Jika seseorang ingin sukses, ia harus tahu kapan harus bertahan dan kapan harus melepaskan.
Sama dengan sebuah peperangan
Seseorang harus bisa menang dan juga harus bisa kalah"

Cao Cao, Ungkapan setelah Kekalahan pada Pertempuran Tebing Merah (Chi Bi)
Three Kingdoms (2010) Drama TV Series

Meskipun kutipan tokoh Cao Cao di atas adalah sebuah kreasi tambahan fiksional dalam sebuah drama televisi, kutipan di atas sangat menjadi sebuah motivasi yang sangat realistis bagi saya pribadi. Saya mampu membayangkan betapa beratnya tugas seorang pemimpin perang seperti Cao Cao yang bertahun-tahun membangun reputasi dan pasukan namun dalam sekejap musnah oleh siasat dari aliansi Sun Quan dan Liu Bei. Bahkan setelah kekahalan itu, ia masih harus membangun kembali moral pasukannya yang tersisa dan kehilangan semangat dengan memberi mereka motivasi untuk menerima serta belajar dari kekalahan itu.

"Kegagalan". Sebuah kata yang cukup mengerikan bagi kita yang menjalani kehidupan dan berusaha keras mencapai titik kesuksesan di bawah kolong langit ini. Betapa sangat mengerikannya hidup ini ketika sebuah usaha yang telah kita bangun, menguras  begitu banyak tenaga, membuang begitu banyak waktu kita pada akhirnya kita temukan menemui kegagalannya yang seringkali berlangsung sekejap dan juga drastis. Dapat lebih mematikan lagi ketika secara beruntun itu menimbulkan konsekuensi lain seperti adanya tuntutan finansial yang harus kita selesaikan, kepercayaan orang lain yang kita rusak, hingga kondisi fisik serta mental yang menurun. Pada titik itu, ada beragam bentuk respons dari diri kita mulai dari berburu-buru mencari tindakan selanjutnya, secara impulsif mencari pelampiasan, hingga mencari motivasi yang dapat membangkitan semangat kita. Meskipun begitu, untuk membangkitkan diri sendiri setidaknya dalam rangka berdiri kembali memerlukan sebuah tinjauan yang perlu kita lakukan.

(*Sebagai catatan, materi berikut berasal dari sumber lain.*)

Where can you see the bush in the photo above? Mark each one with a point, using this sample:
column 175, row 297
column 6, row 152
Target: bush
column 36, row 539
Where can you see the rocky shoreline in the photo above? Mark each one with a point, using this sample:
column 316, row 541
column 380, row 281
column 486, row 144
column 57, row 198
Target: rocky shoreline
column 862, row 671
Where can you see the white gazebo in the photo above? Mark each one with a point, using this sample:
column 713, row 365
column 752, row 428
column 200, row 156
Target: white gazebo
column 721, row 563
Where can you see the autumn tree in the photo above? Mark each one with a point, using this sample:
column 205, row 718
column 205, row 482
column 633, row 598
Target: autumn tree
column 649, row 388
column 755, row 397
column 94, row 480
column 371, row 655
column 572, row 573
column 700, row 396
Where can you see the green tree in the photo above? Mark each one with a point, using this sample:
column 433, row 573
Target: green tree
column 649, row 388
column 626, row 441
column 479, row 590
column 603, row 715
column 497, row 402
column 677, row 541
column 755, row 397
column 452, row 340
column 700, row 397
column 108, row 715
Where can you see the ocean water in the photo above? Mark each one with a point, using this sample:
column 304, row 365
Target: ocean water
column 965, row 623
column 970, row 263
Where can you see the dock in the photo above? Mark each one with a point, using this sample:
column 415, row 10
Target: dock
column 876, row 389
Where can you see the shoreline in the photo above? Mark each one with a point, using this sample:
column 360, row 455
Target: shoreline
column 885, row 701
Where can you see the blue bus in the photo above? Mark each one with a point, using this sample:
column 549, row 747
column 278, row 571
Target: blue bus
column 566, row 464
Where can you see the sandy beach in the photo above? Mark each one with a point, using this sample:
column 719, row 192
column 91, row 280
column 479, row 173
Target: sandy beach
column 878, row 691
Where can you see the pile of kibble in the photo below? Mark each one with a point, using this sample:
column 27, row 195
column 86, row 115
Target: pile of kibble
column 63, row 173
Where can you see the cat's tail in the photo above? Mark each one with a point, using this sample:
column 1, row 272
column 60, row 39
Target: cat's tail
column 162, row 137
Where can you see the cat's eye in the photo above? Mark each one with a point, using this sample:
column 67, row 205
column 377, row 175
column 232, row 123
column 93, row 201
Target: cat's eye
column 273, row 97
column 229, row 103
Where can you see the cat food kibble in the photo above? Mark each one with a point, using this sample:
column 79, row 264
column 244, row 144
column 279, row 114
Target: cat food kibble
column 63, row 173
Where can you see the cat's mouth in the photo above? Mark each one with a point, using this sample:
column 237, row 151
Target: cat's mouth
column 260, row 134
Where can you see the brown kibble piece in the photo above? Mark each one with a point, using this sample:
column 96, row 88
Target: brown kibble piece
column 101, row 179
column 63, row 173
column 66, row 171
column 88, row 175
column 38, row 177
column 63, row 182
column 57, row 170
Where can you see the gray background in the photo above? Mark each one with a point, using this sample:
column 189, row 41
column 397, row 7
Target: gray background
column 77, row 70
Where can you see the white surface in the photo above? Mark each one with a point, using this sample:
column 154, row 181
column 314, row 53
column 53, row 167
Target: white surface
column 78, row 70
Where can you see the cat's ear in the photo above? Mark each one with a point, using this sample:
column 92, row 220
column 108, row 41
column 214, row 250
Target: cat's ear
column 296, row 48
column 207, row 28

Ilustrasi perenungan hidup. Sumber: betterup.com
Ilustrasi perenungan hidup. Sumber: betterup.com

1. Kita Perlu Mengobati Terlebih Dahulu Cara Pandang Kita
Bagaimana setelahnya?" Pertanyaan ini adalah pertanyaan yang umum muncul ketika kita menyadari bahwa hidup kita harus terus berjalan. Pada fase ini, tentunya adalah hal yang wajar untuk berpikir tindakan apa yang harus segera kita lakukan selanjutnya. Namun sebelum itu, fase ini adalah sebuah fase kritikal yang menentukan apakah kita sungguh belajar dari kegagalan ini atau tidak.  Memang pada akhirnya kita harus memiliki sebuah tindakan realistis atas kegagalan yang kita alami untuk melangkah pada tahap selanjutnya, tetapi mempelajari dan mengakui mengapa kegagalan itu bisa terjadi adalah sebuah hal yang tidak kalah pentingnya. Pada fase ini, kejujuran pada diri kita sendiri amatlah diperlukan. Tanpa adanya kejujuran ini, kita bisa saja melewatkan kemungkinan bahwa kegagalan itu bisa saja bukan hanya disebabkan oleh pihak lain melainkan juga diri kita sendiri.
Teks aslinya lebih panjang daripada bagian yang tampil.